Do I need to transform/standardise my dependent variable? Attached are the results and the residual plot for my regression of control variables on CEO compensation (TDC1). When I look at the plot my main concerns are the outliers (which I checked to be correct without sufficient reason to exclude) and heteroskedasticity. Would it be advised to standardise my dependent variable in this case or should I use a different regression method.
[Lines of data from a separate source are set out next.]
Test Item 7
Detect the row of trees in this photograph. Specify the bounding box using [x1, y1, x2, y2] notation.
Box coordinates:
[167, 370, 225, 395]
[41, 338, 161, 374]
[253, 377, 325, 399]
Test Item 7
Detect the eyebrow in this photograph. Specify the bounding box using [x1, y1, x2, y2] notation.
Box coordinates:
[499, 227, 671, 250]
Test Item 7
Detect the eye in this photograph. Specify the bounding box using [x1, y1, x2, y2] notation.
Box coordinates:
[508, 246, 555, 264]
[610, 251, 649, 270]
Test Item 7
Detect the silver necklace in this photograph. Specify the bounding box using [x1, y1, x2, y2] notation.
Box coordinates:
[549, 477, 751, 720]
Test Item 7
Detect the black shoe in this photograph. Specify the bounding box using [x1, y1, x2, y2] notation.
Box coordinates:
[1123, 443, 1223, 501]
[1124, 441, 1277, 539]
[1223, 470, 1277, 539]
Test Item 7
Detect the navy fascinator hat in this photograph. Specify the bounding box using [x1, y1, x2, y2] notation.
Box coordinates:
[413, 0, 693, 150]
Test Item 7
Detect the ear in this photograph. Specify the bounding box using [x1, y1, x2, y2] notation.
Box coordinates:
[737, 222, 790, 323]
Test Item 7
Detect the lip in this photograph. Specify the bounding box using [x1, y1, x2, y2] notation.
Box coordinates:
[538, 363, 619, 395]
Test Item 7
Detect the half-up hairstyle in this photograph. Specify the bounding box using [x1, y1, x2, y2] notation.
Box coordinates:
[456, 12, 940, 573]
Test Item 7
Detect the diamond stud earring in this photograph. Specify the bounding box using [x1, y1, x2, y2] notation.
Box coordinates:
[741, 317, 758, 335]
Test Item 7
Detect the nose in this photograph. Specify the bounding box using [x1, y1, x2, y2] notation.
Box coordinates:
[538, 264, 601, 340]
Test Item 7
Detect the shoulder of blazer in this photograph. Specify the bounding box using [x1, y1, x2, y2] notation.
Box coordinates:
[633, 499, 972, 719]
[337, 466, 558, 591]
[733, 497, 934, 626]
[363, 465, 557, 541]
The data is panel data over the past ten years and the independent variables include firm specific, individual and period effects.
reg TDC1 Male Tenure Age i.Industry Assets NetIncomeLoss Sales i.Year i.nState


reg logCPIAdjTDC1 Male Tenure Age i.Industry L.Assets L.NetIncomeLoss L.Sales i.Year i.nState

xtreg CPIAdjustedTDC1 Male Tenure Age i.Industry L.Assets L.NetIncomeLoss L.Sales i.Year i.nState if TDC1 < 60000

 A: Given that CEO pay is a non-negative financial quantity, it will generally make sense to examine it on a log-scale, as you have done in your second model.  (As some commentators have also pointed out, it is sensible to adjust for CPI to have a stable financial measure, which you appear to also have done in your second model.)  The residual plot for this second model looks mostly okay, but there is some evidence of nonlinearity and there are some clusters of large negative residuals.  In view of this, I would recommend that you examine the added variable plots for the model to see if you can identify any source of nonlinearity, and consider adding one or more higher-order terms for your explanatory variables.  I would also recommend you manually examine the clusters of outliers to see if there is anything they have in common that might suggest a change in your model.
In relation to the clusters of outliers in the residual plot, note that these are not a significant problem in regression analysis so long as you are careful when making predictions on new data.  All these outliers mean is that your stipulated error distribution (the normal distribution) has tails that are too thin, which is not consistent with the evidence in the data.  If you were to generalise your error distribution for the model (e.g., to a generalised normal distribution) then you could accomodate the higher kurtosis exhibited in the residuals.  In order to form prediction intervals with new data you would need to be careful to ensure that your model can accomodate the residual kurtosis (and ideally also residual skew) but this is something that is achievable with some changes to your model.
Overall, I would say that you have quite a good starting point in your second model, with only a few small remaining issues that should be examined and accomodated with model changes.